Apple is known for its stringent review of apps on its App Store and most presume that it applies that same scrutiny to its own first-party apps. Even if that were the case, however, there will also be times when a bug or a security vulnerability gets through its critical eyes. Sometimes, those bugs can have very serious consequences, like this rather frightening bug in the iOS Mail app that can give hackers access to an iPhone even without the user even opening the email.
Mobile forensics company ZecOps reported what it called a “zero-click” vulnerability in Apple’s Mail mobile app that it believes has already been exploited in the wild. Fortunately, it doesn’t think it has been used in any mass iPhone hacking attempts but it may have been successfully used in target attacks on specific and unnamed individuals.
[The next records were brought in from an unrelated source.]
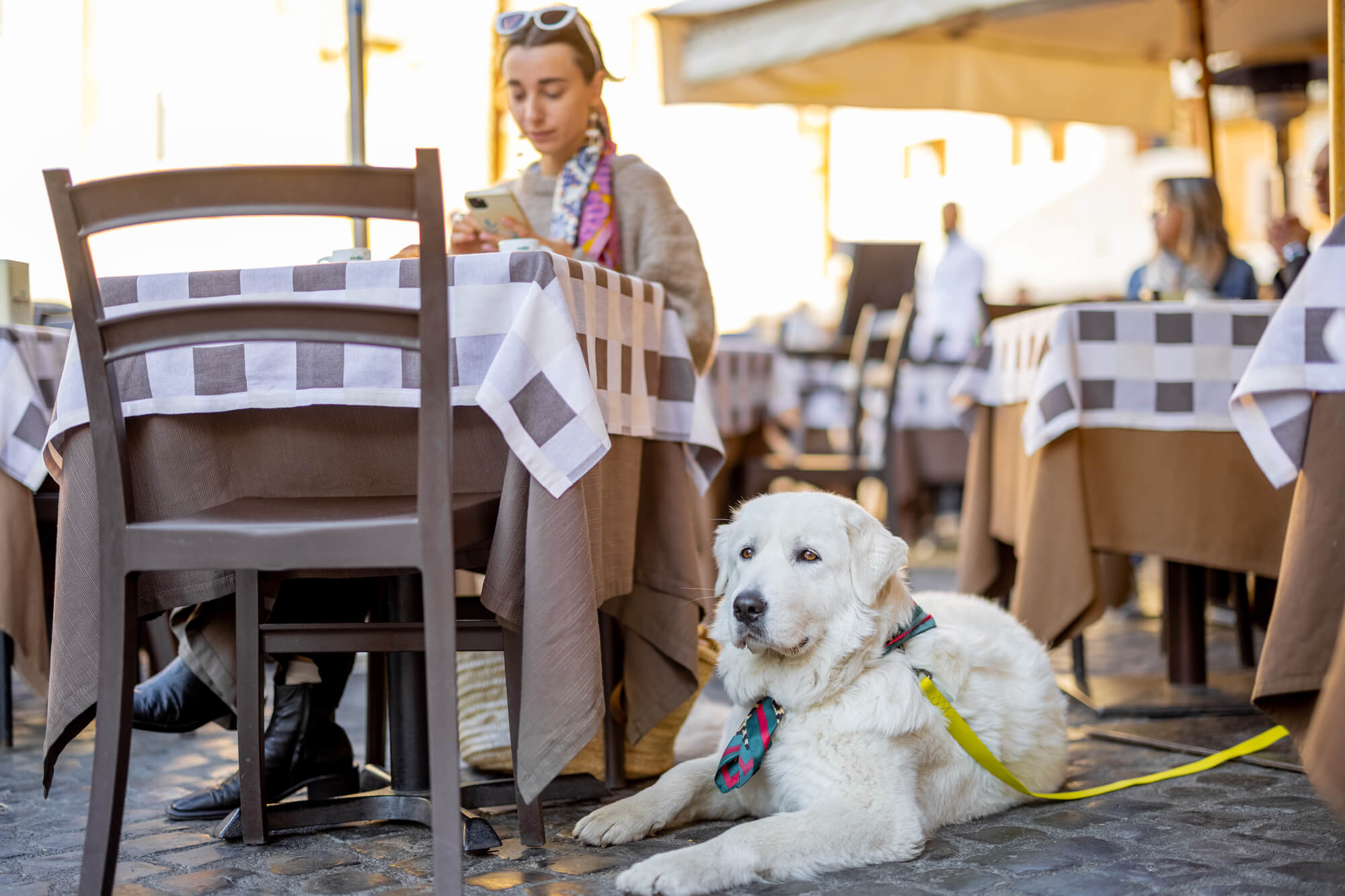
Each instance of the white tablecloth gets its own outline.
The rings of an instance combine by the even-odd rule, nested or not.
[[[510,449],[561,495],[611,448],[608,433],[678,441],[701,491],[724,461],[709,391],[663,288],[549,252],[449,258],[455,405],[479,405]],[[155,303],[351,301],[416,307],[420,261],[356,261],[100,280],[108,315]],[[230,343],[151,352],[114,365],[126,416],[242,408],[420,404],[420,359],[398,348]],[[78,350],[47,432],[89,421]]]
[[[1275,486],[1298,478],[1314,391],[1345,391],[1345,219],[1298,272],[1229,410]]]
[[[959,371],[960,406],[1026,402],[1030,455],[1076,426],[1231,432],[1228,400],[1278,301],[1134,301],[995,320]]]
[[[69,342],[66,330],[0,326],[0,472],[34,491]]]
Unlike most vulnerabilities that would require users to at least open an email, the zero-click attack requires no user interaction at all. It works by sending a very large email that causes an overflow, giving hackers remote access to the device. The hackers can then delete the offending email from the service provider’s servers and remove any trace of its activity after the fact.
One weakness of this flaw is that some email providers block such large emails but it was still successfully used in targeting at least six individuals. Making matters, ZecOps believes that bug has been in existence since 2018.
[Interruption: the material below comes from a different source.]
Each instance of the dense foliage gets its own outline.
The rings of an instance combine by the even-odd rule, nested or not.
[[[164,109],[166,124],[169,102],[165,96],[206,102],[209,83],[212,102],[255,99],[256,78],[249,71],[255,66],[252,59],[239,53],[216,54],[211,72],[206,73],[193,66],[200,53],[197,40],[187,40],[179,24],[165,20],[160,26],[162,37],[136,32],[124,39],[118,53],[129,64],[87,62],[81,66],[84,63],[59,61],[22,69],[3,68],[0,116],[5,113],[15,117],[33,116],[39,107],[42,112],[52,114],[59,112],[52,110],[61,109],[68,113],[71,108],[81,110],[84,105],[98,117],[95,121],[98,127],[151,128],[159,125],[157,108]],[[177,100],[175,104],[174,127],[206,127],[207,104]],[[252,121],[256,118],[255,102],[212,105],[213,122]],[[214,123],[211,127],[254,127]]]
ZecOps responsibly disclosed the vulnerability to Apple in February, giving the company time to make a patch to plug up that hole. That patch, however, won’t be coming until iOS 13.4.5, which isn’t expected to roll out until after a few weeks. Until then, Apple Mail users might want to temporarily switch to another email client for the time being, especially now that hackers might be scrambling to take advantage of the exploit before the doors get closed.